You could publish a "native" app that simply serves that web app through a web view, using those same accounts.

The issue is elsewhere: you need to pay your developers to develop the second app. You would most probably need to bring in one more team, for each native platform.

Will you get new users from that? If yes, they will pay for that (in principle). If not, just some existing users would migrate? Then you just increased your cost without increasing your revenues. So you would need to gain enough new users to make it worthwhile.

* * *

In a nutshell, it is the same reason why Adobe won't port their apps to Linux. They already have all the users that need their software, and while it would be nice for some of their users to migrate, it won't bring anything to Adobe.

You don't need a dedicated developer to ship a WebView app. That's the whole selling point behind tech like Cordova. Most of your code can stay the same and most likely all of it will stay Javascript (or whatever you are transpiling to it).

Again, if you are actually affected by this issue right now, you have a web app that is more or less trivially ported to a web view app. Your user don't have to migrate, they already have accounts, they just need to download the app again, this time from the App Store.

> In a nutshell, it is the same reason why Adobe won't port their apps to Linux.

Linux is a non-market for Adobe apps. On the other hand, if you have an offline PWA right now, you most likely already have iOS users that you would probably lose if you start confronting them with this "7 days and your data is gone" bullshit.

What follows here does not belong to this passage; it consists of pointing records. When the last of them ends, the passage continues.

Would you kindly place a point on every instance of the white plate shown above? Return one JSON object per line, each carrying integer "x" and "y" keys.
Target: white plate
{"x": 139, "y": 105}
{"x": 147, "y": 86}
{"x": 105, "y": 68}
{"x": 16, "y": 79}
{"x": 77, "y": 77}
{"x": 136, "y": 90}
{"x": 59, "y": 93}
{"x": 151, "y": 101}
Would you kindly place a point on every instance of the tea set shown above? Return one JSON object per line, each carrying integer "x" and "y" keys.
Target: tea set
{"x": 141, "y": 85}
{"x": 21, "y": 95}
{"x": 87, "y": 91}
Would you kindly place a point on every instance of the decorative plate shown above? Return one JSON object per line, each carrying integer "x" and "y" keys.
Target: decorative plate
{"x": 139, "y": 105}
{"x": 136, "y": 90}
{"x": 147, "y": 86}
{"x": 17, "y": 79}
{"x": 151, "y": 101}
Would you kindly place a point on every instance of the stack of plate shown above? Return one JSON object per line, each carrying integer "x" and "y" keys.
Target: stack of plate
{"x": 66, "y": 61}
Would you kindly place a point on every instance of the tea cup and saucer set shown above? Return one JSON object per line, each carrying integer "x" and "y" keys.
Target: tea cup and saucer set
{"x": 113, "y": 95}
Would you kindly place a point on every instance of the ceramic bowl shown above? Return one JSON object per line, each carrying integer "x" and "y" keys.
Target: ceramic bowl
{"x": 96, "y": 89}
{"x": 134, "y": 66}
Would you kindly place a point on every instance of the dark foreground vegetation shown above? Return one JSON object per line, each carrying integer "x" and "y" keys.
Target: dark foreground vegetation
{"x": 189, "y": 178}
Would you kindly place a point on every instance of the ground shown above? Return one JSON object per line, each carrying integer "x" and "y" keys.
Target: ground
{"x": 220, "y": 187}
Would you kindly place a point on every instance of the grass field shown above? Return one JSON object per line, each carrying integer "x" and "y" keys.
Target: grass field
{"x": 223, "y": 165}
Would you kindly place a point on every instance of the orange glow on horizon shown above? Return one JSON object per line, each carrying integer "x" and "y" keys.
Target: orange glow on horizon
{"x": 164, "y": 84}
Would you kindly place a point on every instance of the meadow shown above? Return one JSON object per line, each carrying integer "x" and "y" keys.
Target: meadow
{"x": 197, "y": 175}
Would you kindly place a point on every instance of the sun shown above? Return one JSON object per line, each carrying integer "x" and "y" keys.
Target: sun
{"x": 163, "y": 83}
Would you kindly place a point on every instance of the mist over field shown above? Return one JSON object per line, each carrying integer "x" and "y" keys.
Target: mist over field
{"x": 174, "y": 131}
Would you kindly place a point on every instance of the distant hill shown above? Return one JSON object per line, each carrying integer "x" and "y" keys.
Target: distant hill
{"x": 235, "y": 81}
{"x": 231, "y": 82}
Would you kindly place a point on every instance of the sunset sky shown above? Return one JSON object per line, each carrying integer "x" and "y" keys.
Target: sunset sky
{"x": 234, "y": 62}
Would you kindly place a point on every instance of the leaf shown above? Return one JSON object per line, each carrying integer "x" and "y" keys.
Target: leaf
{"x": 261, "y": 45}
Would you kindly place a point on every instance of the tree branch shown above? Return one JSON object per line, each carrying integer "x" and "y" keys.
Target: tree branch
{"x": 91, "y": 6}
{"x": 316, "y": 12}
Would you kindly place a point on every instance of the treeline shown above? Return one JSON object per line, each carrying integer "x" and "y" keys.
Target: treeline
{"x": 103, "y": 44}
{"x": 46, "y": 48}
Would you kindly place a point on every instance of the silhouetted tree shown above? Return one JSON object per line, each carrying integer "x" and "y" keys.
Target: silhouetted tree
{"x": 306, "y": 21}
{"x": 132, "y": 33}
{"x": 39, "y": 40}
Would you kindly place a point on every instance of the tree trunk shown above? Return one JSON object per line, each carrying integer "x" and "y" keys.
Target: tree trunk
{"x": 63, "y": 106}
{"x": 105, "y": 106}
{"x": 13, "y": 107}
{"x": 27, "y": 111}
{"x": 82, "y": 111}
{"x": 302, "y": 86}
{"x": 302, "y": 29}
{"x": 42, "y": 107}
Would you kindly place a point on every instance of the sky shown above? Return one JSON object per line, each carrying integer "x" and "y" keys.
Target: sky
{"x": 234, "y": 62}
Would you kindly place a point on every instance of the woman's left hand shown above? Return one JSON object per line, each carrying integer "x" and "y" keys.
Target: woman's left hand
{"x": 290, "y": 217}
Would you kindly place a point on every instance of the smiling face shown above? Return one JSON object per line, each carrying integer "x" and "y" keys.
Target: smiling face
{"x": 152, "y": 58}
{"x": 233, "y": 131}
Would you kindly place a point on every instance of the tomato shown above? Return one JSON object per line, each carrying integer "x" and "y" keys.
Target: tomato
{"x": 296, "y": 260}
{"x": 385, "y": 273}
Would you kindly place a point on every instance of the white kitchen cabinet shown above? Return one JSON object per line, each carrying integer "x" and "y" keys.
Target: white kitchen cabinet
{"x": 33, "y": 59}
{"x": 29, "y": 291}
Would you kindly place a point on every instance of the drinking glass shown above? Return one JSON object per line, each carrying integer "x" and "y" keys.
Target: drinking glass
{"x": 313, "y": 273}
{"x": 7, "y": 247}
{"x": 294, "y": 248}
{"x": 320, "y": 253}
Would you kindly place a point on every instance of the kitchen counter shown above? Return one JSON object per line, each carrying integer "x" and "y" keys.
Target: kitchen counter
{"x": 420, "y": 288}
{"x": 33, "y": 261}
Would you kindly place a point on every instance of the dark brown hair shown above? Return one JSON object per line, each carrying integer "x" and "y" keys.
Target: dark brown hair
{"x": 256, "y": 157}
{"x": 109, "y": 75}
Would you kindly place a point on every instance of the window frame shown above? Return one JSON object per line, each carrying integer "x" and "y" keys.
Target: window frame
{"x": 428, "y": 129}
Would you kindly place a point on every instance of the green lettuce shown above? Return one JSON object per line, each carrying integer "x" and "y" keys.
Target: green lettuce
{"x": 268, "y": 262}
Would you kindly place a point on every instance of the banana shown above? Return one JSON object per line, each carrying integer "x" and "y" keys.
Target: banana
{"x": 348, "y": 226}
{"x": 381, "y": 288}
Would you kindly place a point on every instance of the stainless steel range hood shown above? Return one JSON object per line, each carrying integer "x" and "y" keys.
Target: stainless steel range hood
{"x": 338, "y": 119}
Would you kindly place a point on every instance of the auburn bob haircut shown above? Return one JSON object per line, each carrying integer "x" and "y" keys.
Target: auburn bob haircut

Why is nobody mentioning that distribution of apps is behind apple's doors and they can stop you from distributing anything they don't like or want for any reason?

On android, you can side load apps. On iOS, you can't.

You have to pay 30% cut if you are doing payments.

You have to adhere to their reviews and design guidelines. Which is OK but not ok if you are a small team and your users are fine with somewhat lacking app.